I. Introduction

Microlens arrays (MLAs) exhibit some good optical properties, such as extremely large field-of-view angles, low aberration and distortion, high temporal resolution, and infinite depth of field, which have attracted considerable interest from researchers in recent years [1]. They can achieve beam focusing, coupling, segmentation, multi-beam interference, and reception [2]-[6], which play a key role in various scientific fields, such as micro-optics [7]-[9], optoelectronic devices [10], and medicine [11], [12]. As special microlenses, flexible MLAs have the advantages of good stretching and bending properties, and have attracted wide attention in recent years. Flexible MLAs have a larger detection angle, which allows for the detection of curved surfaces and acquisition of accurate signals. In addition, flexible MLAs have potential applications in three-dimensional (3D) microstructure fabrication. For example, 3D projection lithography and laser beam direct lithography on a curved substrate can be achieved by using a flexible MLA. Currently, there are various methods for fabricating MLAs, such as photolithography [13], dry etching [14], soft lithography [15], hot stamping [16], [17], and inkjet printing [18]. However, in most cases, it is difficult to manufacture a flexible MLA flexibly and integrally by using the aforementioned methods.
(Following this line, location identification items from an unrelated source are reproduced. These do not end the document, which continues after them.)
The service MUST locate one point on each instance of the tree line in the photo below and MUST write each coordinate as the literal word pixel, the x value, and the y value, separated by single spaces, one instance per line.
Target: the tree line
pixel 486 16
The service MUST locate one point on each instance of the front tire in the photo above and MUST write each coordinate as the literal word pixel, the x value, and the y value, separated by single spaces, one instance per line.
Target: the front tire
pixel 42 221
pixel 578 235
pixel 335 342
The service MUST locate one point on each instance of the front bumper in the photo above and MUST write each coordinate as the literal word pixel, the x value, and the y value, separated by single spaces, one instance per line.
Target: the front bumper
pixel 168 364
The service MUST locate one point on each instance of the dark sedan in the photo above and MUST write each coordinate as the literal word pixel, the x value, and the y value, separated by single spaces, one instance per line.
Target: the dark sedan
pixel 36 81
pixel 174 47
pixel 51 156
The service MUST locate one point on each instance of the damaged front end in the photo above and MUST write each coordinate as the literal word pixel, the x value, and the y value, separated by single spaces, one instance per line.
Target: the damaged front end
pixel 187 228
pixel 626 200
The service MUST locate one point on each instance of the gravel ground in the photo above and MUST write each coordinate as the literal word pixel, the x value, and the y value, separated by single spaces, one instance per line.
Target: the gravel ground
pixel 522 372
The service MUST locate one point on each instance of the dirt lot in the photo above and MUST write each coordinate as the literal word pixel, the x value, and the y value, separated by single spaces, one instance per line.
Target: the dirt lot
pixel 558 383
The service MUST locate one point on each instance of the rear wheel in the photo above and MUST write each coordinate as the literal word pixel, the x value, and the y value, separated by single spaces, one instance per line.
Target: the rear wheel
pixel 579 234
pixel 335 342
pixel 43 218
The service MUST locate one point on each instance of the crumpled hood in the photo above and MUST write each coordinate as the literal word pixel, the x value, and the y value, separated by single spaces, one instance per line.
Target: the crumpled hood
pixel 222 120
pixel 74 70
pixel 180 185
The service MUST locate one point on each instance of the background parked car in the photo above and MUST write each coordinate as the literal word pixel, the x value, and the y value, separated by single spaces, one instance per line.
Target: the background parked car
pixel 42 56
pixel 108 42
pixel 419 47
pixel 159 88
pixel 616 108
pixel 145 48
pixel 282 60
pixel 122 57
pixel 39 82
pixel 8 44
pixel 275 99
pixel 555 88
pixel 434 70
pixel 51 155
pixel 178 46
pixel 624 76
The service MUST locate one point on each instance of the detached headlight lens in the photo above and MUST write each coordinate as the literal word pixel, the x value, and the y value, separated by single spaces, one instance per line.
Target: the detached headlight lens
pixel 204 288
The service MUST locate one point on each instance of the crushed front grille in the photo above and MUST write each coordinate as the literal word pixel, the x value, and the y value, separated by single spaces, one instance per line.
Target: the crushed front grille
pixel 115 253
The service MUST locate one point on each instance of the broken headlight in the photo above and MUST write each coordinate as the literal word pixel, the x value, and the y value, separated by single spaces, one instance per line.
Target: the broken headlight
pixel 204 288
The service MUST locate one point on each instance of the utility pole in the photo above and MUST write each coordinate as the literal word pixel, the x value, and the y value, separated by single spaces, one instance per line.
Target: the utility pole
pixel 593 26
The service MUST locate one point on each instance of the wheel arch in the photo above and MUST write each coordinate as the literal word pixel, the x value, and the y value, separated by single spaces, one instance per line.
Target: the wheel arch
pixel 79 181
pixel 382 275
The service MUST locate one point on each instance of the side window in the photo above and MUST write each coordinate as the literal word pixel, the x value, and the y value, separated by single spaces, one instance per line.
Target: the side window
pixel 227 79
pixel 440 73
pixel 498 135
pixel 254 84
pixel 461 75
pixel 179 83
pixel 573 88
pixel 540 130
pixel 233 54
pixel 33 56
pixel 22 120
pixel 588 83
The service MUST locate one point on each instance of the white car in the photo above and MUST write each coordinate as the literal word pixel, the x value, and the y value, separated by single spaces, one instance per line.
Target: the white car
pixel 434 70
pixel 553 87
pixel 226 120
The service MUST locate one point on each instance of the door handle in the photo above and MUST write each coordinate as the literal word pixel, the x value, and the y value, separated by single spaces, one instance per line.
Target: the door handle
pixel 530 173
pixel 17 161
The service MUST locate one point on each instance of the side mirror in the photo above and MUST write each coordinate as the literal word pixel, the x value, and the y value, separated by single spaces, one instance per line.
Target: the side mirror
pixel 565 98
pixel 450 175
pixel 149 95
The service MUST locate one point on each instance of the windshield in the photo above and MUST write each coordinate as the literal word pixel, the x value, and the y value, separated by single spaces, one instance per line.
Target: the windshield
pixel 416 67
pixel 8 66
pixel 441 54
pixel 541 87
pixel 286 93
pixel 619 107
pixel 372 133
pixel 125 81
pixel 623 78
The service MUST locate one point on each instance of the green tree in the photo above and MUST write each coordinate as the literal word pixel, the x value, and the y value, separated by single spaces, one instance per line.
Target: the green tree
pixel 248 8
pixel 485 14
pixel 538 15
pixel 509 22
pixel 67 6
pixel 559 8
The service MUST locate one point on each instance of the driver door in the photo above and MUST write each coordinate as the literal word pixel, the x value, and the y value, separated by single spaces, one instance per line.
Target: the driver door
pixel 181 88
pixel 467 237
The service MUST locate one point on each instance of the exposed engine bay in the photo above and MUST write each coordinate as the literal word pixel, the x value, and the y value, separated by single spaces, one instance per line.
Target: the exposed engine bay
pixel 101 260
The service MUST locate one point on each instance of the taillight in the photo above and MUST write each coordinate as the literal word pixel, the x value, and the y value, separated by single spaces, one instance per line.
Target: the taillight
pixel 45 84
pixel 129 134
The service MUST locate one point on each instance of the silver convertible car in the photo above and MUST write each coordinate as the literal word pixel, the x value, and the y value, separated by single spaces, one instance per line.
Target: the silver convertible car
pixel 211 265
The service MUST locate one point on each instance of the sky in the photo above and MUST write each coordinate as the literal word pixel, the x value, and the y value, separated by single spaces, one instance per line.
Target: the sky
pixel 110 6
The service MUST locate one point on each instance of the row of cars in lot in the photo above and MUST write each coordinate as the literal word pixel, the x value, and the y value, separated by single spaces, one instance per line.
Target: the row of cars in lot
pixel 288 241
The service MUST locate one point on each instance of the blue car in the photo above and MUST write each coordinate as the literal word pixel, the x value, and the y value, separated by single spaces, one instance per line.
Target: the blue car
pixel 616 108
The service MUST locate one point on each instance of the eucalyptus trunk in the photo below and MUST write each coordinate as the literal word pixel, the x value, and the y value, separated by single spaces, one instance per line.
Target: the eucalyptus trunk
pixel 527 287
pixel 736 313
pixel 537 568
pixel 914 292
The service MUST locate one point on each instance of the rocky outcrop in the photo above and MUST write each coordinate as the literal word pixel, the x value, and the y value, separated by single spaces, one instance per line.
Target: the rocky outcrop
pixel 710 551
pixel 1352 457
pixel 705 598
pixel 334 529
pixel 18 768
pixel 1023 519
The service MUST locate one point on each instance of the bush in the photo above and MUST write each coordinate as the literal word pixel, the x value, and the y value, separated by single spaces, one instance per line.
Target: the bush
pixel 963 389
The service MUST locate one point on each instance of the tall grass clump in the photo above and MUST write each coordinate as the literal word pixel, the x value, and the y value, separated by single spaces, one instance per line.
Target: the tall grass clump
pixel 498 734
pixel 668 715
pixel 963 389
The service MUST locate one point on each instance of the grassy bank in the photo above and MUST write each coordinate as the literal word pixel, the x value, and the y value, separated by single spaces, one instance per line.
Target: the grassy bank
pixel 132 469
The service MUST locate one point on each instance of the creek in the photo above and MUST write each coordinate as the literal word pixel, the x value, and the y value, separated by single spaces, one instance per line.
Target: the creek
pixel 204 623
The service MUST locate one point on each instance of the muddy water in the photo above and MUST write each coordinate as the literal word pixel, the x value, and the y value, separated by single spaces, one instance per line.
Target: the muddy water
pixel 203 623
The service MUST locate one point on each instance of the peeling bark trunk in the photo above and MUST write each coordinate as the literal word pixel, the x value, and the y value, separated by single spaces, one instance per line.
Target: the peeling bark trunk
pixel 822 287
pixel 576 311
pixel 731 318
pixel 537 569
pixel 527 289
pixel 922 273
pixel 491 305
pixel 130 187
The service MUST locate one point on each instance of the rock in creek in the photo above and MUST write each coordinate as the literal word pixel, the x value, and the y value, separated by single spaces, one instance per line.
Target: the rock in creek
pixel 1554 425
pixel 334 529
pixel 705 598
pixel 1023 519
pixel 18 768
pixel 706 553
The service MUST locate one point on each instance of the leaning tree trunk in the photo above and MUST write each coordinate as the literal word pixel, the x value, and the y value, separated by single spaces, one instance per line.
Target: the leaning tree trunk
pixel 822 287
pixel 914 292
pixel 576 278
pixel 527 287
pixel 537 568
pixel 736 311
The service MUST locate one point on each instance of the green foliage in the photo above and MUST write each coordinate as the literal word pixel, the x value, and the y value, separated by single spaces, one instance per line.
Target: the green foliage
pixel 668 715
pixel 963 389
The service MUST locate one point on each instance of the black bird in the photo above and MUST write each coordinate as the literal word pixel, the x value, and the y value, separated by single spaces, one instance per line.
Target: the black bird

For example, photolithography has high manufacturing precision but is expensive and has poor manufacturing flexibility. Furthermore, it is difficult to perform this process on a flexible substrate. While inkjet printing is inexpensive and flexible and it can also manufacture MLAs on flexible substrates, it cannot print high-viscosity liquids and easily blocks needles, which makes it difficult to print small droplets. Therefore, a more efficient method of manufacturing flexible MLAs is required.